Maureen Helen Peters (nee Dymond) (Born 1943)
The current Cricket Wellington Premier Women’s T20 club cricket competition is played annually for the Maureen Peters T20 Plate.
Maureen Helen Peters (nee Dymond) is a stalwart of Wellington and New Zealand Women’s cricket. Maureen played for New Zealand two Test matches and 16 one-day internationals. Her economy rate for the White Ferns is a staggering 1.86 runs per over.
She took 19 wickets at an average of 15.31.  She played in Wellington for many years and after she retired she became a National Selector. At last years Annual Meeting Maureen was made a Vice-President of Cricket Wellington recognising her services to women’s cricket.
Since the inception of the Maureen Peters T20 Plate in 2013, Maureen has personally presented the winning team with their silver wear annually.

Megan Gwenda Wakefield (Born 1982)
The current Premier Girls 30 Over compeition is jointly named after both Amanda Cooper & Megan Wakefield; Premier Girls Cooper Wakefield Cup.

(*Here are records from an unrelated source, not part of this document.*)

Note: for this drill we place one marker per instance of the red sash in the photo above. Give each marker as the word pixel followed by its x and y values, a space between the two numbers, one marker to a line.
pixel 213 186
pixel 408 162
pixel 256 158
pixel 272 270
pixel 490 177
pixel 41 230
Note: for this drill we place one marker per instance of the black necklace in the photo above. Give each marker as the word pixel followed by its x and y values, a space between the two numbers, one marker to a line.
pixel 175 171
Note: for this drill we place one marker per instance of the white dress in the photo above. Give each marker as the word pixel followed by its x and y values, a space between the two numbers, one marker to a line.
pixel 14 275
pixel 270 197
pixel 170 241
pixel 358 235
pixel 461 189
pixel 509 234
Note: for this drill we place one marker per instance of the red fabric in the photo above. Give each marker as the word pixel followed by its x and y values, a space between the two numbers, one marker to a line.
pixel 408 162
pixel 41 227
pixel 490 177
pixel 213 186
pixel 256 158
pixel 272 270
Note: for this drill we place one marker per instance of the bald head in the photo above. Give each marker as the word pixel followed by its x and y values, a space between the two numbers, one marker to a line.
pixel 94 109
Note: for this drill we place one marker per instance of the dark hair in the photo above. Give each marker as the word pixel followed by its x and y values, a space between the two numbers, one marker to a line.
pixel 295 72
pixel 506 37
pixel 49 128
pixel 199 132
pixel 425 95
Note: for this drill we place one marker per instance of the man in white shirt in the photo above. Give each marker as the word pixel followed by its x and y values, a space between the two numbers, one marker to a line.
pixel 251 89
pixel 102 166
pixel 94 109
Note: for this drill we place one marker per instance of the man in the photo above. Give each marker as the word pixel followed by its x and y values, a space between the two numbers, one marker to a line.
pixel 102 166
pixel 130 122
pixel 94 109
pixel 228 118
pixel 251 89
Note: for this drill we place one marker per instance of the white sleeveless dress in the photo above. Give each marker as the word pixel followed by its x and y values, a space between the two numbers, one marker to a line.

Megan Wakefield played provincial cricket from 2007 and captained a strong Wellington side from 2009-2013. With a destructive batting style, Megan’s highest score was 120 and she scored a total of 2686 runs from 120 matches, retiring after 91 One Day Domestic appearances for the Wellington Blaze. Dominating the club league, Wakefield was awarded the Judith Sadler Memorial Trophy for most senior club runs on five seperate occasions- four under Taita CC in 2002/03, 2003/04, 2006/07, 2008/09 and once for Johnsonville in 2009/10 before retiring from all forms of cricket after the 2012/13 season. Invested both on and off the pitch, Megan held committee positions at Taita CC and later Johnsonville CC where she also coached the clubs Premier Girls team.